Tiba-tiba datang lelaki dan gadis yang berusia 20an ke warung kecil yang juga rumah bagi lelaki tua itu.

“kopi hitam dua”, ucap lelaki itu.
“Iya sebentar,”, lelaki tua kemudian mengambil dua gelas menuangkan kopi ke dalamnya, lalu menyeduhnya dengan air panas yang disimpan di termos.
“Ini silakan,” ucap lelaki tua itu, begitu lelaki tua itu melihat wajah gadis itu ia mengatakan “saat ku lihat wajahmu nona, membuatku teringat pada masa laluku”
“Memang bagaimana masa lalumu pak tua”, gadis itu bertanya
“Dulu sewaktu aku masih tampan seperti lelakimu aku bersama dengan gadis yang cantik sepertimu, namun tiba-tiba gadis itu menghilang.”
“Sepertinya kau benar-benar pak tua yang sedang kami cari, ibu memintaku mencarimu untuk menyampaikan surat ini.”
“Lelucon apa yang kamu buat nona, kau bahkan tak mengenalku. hahaha”, lelaki tua itu tertawa
“Ini bacalah, namun sayang sekali ibuku sudah meninggal karena gula.”, kata gadis itu sembari
menyerahkan surat dengan amplop putih polos itu. Di depan amplop tertulis “Untuk Widi”.
Ohh, ya ampun. Itu benar nama lelaki tua itu tertulis di sana. Tangannya bergetar saat menerima surat itu. Lelaki tua kemudian duduk dan mulai membuka surat itu.

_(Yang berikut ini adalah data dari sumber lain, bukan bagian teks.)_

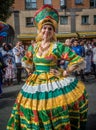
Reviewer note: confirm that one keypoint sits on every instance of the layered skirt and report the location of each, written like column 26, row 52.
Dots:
column 49, row 102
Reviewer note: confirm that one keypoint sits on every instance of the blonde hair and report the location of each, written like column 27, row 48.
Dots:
column 39, row 37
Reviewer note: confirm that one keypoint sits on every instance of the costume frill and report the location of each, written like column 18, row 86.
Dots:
column 47, row 101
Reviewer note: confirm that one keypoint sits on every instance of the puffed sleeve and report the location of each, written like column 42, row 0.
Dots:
column 65, row 53
column 27, row 60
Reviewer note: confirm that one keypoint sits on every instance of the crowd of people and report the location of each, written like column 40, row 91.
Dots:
column 50, row 99
column 11, row 59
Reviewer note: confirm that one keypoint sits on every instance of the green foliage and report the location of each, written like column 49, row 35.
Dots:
column 5, row 9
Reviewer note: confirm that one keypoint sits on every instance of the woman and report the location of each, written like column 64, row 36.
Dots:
column 50, row 99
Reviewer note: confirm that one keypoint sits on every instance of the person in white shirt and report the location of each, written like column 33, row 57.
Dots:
column 18, row 51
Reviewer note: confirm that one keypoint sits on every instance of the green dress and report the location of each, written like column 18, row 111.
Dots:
column 47, row 101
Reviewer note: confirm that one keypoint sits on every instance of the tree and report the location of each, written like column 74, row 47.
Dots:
column 5, row 9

“Widi, aku minta maaf karena tak pernah memberi kabar. Aku waktu itu diculik sama orang kekar, mereka membawaku entah kemana dan aku tak pernah bisa kabur. Begitu sampai di suatu tempat, ternyata tempat itu adalah tempat pelacuran. Setiap malam aku harus melayani lelaki-lelaki bejat. Hingga waktu itu ada seseorang yang membeliku dan membawaku keluar dari tempat itu. Ia mencintaiku, dan akupun juga begitu. Kami menikah. Dia sama sekali tak pernah bertanya masa laluku sehingga akupun tak sempat untuk menceritakan tentangmu. Aku ingin sekali memberitahumu bahwa aku sangat mencintai lelaki ini yang sekarang jadi suamiku. Namun aku tak pernah berani mengirim surat kepadamu atau menemuimu, ku pikir kau pasti akan sangat kecewa jika tahu aku begini. Sekarang bayang-bayang kematian membuatku tak tenang, dan ku pikir sebaiknya aku memberitahumu. Maka beginilah suratku. Semoga disana kau dan istrimu juga bahagia.
Dariku, Lia”

***
Lelaki tua itu kecewa dengan yang ia tulis sendiri, ia membungkus pensil itu dengan kertas berisi cerita yang ia tulis kemudian melemparkannya kembali ke hamparan kerikil.  Ia melihat matahari mulai bersembunyi di atas pohon yang jauh di barat, kemudian ia memutuskan untuk berjalan pulang ke rumahnya.